North Central Loses Coach Again; Tibbles This Time

Dave Trimmer Staff Writer

The strain of being an out-of-building coach cost North Central another basketball coach.

Tammy Tibbles resigned after compiling a 6-34 record in two years with the Indians’ girls basketball team.

“It was a real time conflict with her job as a firefighter,” NC activities coordinator John McCoy said. “She’s not a bad person and she’s not a bad coach. If she taught here she would still be coach. With the time restraints, she resigned in the best interest of the kids and the school.”

NC is also looking for a boys basketball coach after Don Van Lierop resigned last month. Van Lierop coached at NC for two years while teaching at Ferris.

Applications for both positions will be taken though April 28, with interviews for finalists to be completed by May 12. Both new coaches are guaranteed a teaching position.

Great opportunity

Despite being just 34 with no experience as a head football coach and only one year at East Valley, Mark Perry thought he would take a chance.

He applied to replaced Dick Armstrong, the winningest coach in Washington prep history, as coach at Snohomish. Armstrong won 279 games in 39 years, the last 31 at Snohomish.

Perry had an in - he was a football assistant at Snohomish for 11 years before moving to Spokane to become the head wrestling coach at EV, a post he held the previous seven years at Snohomish.

And Perry was picked to follow the legend.

“It was a situation where, when you get an opportunity to make a move like that, you’ve got to do it,” said Perry, a Sandpoint native. “At my age, I can afford to do it.

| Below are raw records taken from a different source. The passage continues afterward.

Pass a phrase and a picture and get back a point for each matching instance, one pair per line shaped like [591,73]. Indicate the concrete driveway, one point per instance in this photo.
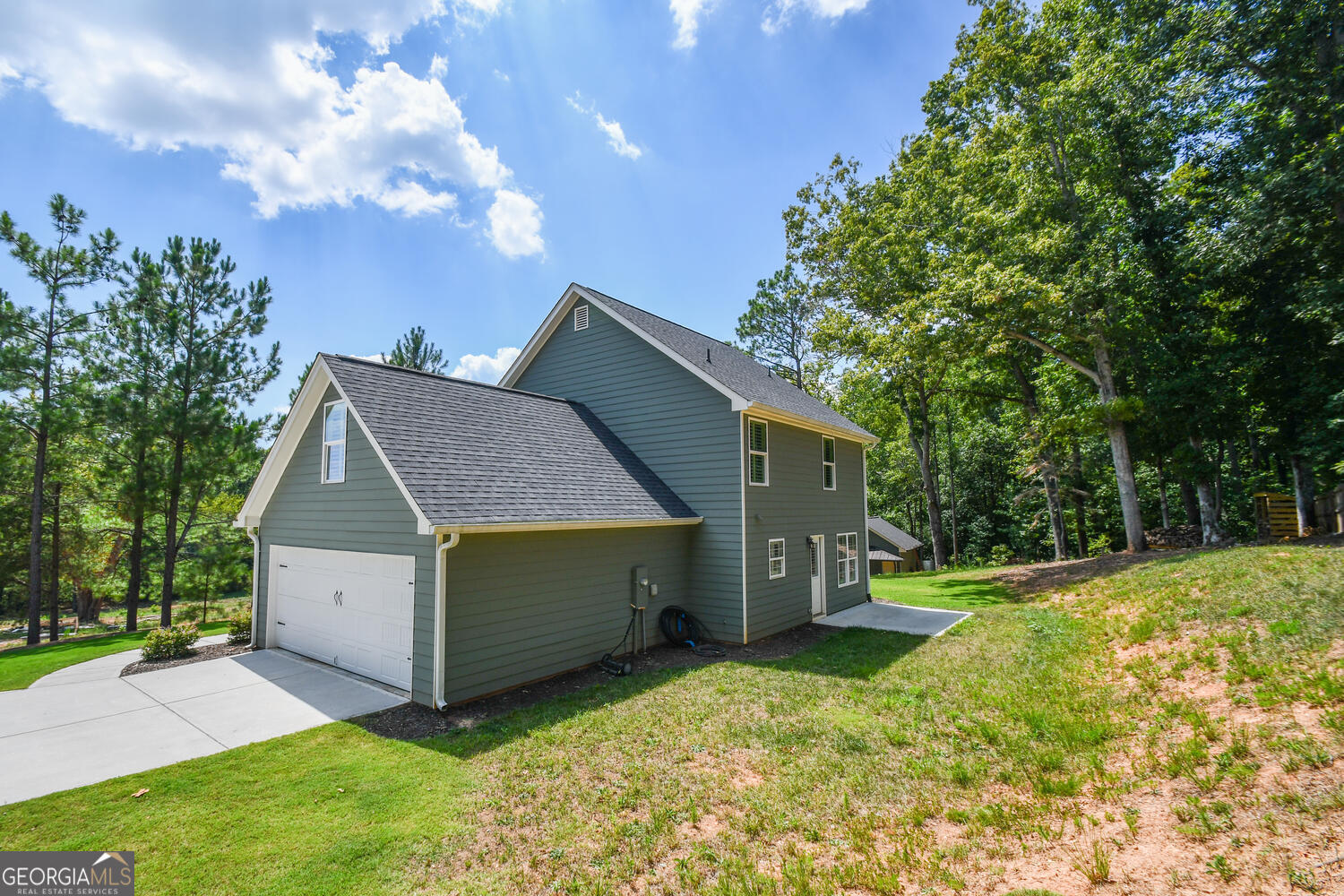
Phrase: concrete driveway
[85,724]
[895,616]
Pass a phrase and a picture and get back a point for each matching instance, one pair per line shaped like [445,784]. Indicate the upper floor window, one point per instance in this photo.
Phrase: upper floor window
[828,462]
[776,557]
[333,443]
[758,463]
[847,557]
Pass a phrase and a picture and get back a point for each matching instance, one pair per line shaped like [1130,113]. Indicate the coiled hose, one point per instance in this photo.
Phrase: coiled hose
[679,626]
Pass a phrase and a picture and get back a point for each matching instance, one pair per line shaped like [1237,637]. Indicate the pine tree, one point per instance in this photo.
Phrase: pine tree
[210,370]
[416,352]
[43,351]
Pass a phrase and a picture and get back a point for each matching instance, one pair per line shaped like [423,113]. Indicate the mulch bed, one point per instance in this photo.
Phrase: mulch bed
[199,654]
[414,721]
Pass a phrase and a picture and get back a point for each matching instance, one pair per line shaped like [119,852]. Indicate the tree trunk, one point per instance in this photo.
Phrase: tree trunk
[39,474]
[1080,503]
[171,530]
[926,474]
[1190,500]
[1120,454]
[137,544]
[1212,533]
[54,595]
[1161,495]
[952,487]
[1048,474]
[1304,489]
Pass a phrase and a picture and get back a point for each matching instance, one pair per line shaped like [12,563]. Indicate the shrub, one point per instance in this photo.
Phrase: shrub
[239,629]
[169,643]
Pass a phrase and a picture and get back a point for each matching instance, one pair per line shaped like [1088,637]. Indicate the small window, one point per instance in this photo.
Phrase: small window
[847,557]
[760,461]
[333,443]
[776,557]
[828,462]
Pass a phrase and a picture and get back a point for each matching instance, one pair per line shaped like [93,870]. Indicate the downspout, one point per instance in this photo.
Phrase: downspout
[252,533]
[441,547]
[867,563]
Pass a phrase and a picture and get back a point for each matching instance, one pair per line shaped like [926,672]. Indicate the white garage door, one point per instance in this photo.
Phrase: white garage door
[352,610]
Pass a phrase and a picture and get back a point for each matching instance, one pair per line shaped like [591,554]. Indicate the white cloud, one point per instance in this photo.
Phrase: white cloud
[687,13]
[249,80]
[515,223]
[487,368]
[613,131]
[781,11]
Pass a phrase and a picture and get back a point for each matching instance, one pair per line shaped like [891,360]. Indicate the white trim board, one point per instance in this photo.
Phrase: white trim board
[287,443]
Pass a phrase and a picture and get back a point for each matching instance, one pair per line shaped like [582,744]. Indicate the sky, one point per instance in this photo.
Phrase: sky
[454,164]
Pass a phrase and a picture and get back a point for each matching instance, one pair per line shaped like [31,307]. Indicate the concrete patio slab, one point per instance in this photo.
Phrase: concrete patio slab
[895,616]
[90,726]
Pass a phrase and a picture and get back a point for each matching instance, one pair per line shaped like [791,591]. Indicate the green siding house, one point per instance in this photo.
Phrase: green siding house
[454,538]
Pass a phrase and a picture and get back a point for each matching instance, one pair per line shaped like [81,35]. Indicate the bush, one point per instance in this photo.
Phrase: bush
[169,643]
[239,629]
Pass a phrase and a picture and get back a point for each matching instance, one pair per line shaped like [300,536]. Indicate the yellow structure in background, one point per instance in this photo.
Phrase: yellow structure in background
[1276,514]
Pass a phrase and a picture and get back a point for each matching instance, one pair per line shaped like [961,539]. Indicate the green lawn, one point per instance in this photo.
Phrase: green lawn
[21,667]
[948,590]
[1037,731]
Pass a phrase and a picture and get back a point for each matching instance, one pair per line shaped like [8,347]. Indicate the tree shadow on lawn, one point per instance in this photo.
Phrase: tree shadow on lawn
[1031,581]
[486,724]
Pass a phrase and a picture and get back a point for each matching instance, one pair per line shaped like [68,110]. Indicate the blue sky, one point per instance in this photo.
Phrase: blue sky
[456,164]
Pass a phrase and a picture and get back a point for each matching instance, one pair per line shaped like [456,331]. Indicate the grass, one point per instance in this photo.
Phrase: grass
[874,762]
[21,667]
[969,590]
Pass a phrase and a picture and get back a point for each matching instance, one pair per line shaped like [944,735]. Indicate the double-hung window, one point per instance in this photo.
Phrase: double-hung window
[828,463]
[758,463]
[847,557]
[333,443]
[776,557]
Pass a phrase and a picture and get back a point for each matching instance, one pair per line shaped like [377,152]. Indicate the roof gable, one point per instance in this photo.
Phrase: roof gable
[892,533]
[472,454]
[742,379]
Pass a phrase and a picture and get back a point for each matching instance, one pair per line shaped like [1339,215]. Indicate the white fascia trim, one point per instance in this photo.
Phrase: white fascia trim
[282,452]
[252,533]
[867,573]
[779,416]
[559,314]
[551,525]
[742,500]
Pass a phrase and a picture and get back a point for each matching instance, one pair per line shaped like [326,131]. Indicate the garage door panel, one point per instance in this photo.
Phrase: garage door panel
[349,608]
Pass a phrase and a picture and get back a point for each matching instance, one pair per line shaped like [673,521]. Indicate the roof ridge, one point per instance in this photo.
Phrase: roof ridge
[389,366]
[763,362]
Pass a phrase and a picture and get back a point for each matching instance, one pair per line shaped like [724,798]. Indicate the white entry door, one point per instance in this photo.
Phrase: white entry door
[349,608]
[819,576]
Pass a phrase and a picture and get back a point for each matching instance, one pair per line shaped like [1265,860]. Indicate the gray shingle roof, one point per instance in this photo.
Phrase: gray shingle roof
[475,454]
[898,538]
[731,367]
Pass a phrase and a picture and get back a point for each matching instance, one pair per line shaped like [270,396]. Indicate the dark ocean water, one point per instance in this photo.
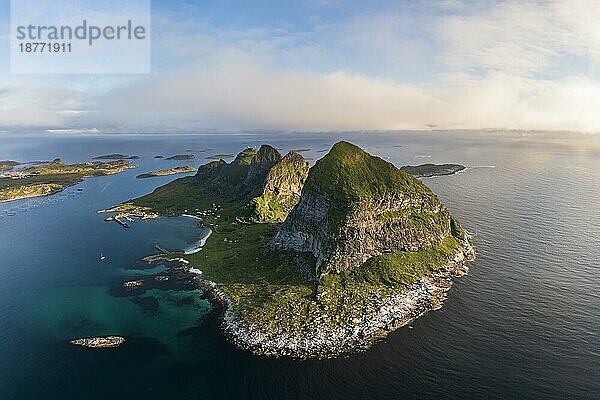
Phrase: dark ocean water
[525,323]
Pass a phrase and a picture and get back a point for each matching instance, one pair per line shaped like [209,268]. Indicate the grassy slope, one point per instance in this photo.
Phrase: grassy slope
[276,290]
[56,176]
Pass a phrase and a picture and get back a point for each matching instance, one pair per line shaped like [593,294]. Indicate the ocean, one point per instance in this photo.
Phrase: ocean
[525,322]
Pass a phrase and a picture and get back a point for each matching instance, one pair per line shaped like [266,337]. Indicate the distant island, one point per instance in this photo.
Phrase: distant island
[315,262]
[46,179]
[116,156]
[172,171]
[429,170]
[181,157]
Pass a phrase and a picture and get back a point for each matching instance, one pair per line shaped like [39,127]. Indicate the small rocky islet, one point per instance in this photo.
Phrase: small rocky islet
[100,342]
[49,178]
[313,262]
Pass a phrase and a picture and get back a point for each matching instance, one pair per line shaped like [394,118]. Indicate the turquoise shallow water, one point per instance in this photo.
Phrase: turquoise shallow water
[525,323]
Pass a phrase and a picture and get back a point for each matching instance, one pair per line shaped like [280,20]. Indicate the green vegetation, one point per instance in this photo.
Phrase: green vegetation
[219,156]
[428,170]
[406,267]
[116,156]
[180,157]
[279,291]
[349,174]
[50,178]
[172,171]
[7,165]
[283,186]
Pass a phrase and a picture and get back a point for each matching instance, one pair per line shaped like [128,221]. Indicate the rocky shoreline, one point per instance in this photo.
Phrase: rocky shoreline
[386,315]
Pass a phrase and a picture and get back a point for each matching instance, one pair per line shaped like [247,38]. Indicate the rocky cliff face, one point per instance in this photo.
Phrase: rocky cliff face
[355,206]
[269,184]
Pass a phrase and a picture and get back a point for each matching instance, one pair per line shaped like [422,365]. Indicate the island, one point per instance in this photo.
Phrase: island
[316,262]
[219,156]
[172,171]
[430,170]
[7,165]
[116,156]
[180,157]
[99,342]
[53,177]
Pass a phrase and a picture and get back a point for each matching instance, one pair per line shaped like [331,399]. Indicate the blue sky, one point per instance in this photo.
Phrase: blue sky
[334,65]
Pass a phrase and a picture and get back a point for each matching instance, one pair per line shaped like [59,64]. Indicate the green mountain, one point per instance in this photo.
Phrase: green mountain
[355,206]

“There are a couple of tough parts. We moved here because of family, but they’re the ones who support us. The other part is, I’ve had a great year at East Valley; the staff and kids there are great.”

Teamwork

By placing in the top eight in wrestling and girls basketball, Mead maintained its 12-point lead in The Tacoma News-Tribune All-Sports race.

The Panthers have 120 points to put them in front of South Kitsap.

No Frontier League teams are in

the Class AA top 10, which is led by Gig Harbor with 114 points, three ahead of Blanchet.

In Class A, Riverside is fifth with 63 points, well behind the leading 104 of Omak.

Several teams show up in the Class B race with St. George’s, Wilbur-Creston and Dayton tied for second at 80 points, 16 behind Toutle Lake. Tied for fifth are Northwest Christian and Davenport at 64. Springdale has 60.

Up against a wall

South Kitsap faces a mill levy vote April 25, and if it fails for the fourth time in a row, the Port Orchard school is prepared to drop all co-curricular activities.

That would include football and baseball, band and debate.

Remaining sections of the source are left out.